When I was a kid, I used to love the television reruns of Perry Mason. Watching America’s favorite fictional attorney, I would dream about becoming a trial lawyer myself. And in some ways, I became one as a technology marketer.
You see, making the case for your technology product is not a lot different from being a trial attorney. Good lawyers are excellent communicators. They transform complex cases into riveting storylines that are easy to understand and persuasive for juries to buy into.
Make a clear opening argument
Attorneys have at least one tactic that high-tech companies can learn from. They start with a simple, clear theme in their opening argument. It’s a building block from which they will establish the rest of their case. “He was there on that night and had the motive to steal.” “If the glove doesn’t fit, you must acquit.” To sell your product effectively, you’ll also need a clear theme — one simple idea that asserts why customers need to buy. In trials, they call this an opening argument; in marketing, we call this a “positioning statement.”

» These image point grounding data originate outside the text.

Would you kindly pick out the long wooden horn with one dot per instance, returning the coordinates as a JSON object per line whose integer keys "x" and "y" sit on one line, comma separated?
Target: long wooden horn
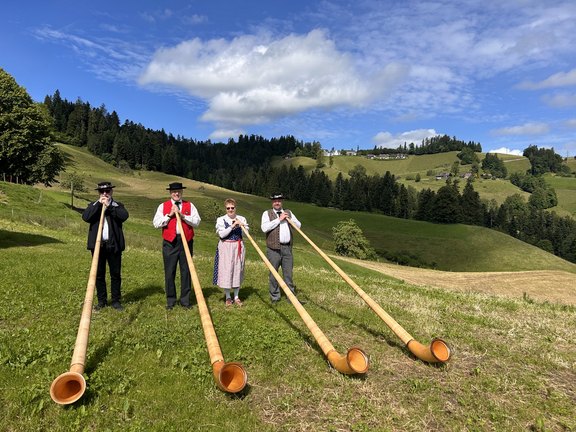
{"x": 68, "y": 387}
{"x": 354, "y": 362}
{"x": 438, "y": 352}
{"x": 230, "y": 377}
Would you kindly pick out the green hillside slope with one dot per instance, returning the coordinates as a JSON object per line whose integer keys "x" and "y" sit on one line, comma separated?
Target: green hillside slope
{"x": 429, "y": 165}
{"x": 445, "y": 247}
{"x": 147, "y": 369}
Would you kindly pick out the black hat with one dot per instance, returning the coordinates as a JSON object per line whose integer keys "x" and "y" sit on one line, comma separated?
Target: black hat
{"x": 175, "y": 186}
{"x": 104, "y": 185}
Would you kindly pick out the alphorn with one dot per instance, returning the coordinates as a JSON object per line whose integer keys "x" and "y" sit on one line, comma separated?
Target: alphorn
{"x": 68, "y": 387}
{"x": 438, "y": 352}
{"x": 354, "y": 362}
{"x": 230, "y": 377}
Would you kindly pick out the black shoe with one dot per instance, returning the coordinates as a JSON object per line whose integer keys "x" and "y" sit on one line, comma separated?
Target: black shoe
{"x": 117, "y": 306}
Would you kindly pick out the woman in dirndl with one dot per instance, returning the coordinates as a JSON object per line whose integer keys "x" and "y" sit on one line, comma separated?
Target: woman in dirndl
{"x": 230, "y": 253}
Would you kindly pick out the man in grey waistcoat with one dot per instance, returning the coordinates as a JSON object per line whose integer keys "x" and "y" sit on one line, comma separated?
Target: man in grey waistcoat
{"x": 279, "y": 243}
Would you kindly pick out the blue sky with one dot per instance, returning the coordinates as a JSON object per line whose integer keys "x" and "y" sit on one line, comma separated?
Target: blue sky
{"x": 349, "y": 74}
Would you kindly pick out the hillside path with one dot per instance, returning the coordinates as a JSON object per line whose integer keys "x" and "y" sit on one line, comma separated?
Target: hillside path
{"x": 555, "y": 286}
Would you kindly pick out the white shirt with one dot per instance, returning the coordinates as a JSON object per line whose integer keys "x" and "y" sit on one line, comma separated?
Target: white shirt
{"x": 268, "y": 225}
{"x": 221, "y": 229}
{"x": 161, "y": 220}
{"x": 105, "y": 231}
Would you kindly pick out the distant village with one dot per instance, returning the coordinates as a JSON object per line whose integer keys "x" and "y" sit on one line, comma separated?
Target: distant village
{"x": 383, "y": 156}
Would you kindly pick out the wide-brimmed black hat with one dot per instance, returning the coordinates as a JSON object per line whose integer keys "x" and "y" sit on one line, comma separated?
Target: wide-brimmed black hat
{"x": 175, "y": 186}
{"x": 104, "y": 186}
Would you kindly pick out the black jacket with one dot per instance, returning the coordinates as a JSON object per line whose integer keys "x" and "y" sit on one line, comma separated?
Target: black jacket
{"x": 115, "y": 214}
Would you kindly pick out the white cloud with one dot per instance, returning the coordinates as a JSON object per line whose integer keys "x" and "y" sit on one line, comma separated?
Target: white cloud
{"x": 525, "y": 129}
{"x": 223, "y": 135}
{"x": 256, "y": 79}
{"x": 506, "y": 150}
{"x": 561, "y": 100}
{"x": 560, "y": 79}
{"x": 388, "y": 140}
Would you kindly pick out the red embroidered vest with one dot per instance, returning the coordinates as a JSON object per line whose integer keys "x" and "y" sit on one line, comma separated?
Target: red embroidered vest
{"x": 169, "y": 231}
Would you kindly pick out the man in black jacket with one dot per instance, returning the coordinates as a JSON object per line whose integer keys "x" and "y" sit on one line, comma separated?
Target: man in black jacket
{"x": 111, "y": 245}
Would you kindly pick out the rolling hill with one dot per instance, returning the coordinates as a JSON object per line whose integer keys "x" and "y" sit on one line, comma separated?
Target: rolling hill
{"x": 428, "y": 166}
{"x": 148, "y": 369}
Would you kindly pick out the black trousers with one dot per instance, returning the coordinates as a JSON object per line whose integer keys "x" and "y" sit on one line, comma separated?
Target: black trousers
{"x": 174, "y": 255}
{"x": 114, "y": 260}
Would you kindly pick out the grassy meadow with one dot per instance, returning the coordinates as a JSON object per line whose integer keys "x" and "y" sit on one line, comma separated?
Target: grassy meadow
{"x": 148, "y": 369}
{"x": 406, "y": 170}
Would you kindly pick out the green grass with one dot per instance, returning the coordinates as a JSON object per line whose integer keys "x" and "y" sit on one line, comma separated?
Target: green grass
{"x": 148, "y": 370}
{"x": 406, "y": 169}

Build your case with evidence
Why does a trial with a five-minute opening argument take days or even months to prosecute? The reason: Lots of supporting evidence.
Just like a good trial attorney, you’ll need to pile on evidence after evidence to support the case you’re making for your product. This is especially true if you’re a small technology company that doesn’t yet have the benefit of a major brand behind you.
For one of my own clients, Sepaton, we established their position as the “World’s fastest backup and recovery solution.” Bold claims like this need to be tethered to strong supporting evidence. That’s why Sepaton had pages of case studies, analyst reports and technical white papers to support this simple six-word positioning statement. (Sepaton was acquired by Hitachi).
Many other tech companies make strong opening arguments too. But if you’re out there saying, “We’re the best… the fastest… the safest… the leader of…yada, yada, yada,” it won’t mean a thing if not backed by third-party endorsements, named customers (witnesses!) and measurable benefits.
Even Perry Mason lost a case in episode #185 when he didn’t have good evidence to support his client. Okay, he did turn things around after the final commercial break – proving that the client was implicating herself all along. But you get my point.
The main idea here is this: As a small technology company, you probably haven’t got a big enough bullhorn to have more than one good message. So you need one simple, tight positioning statement that you can build your case around. Every piece of content you produce should be to reinforce this opening argument. Every one.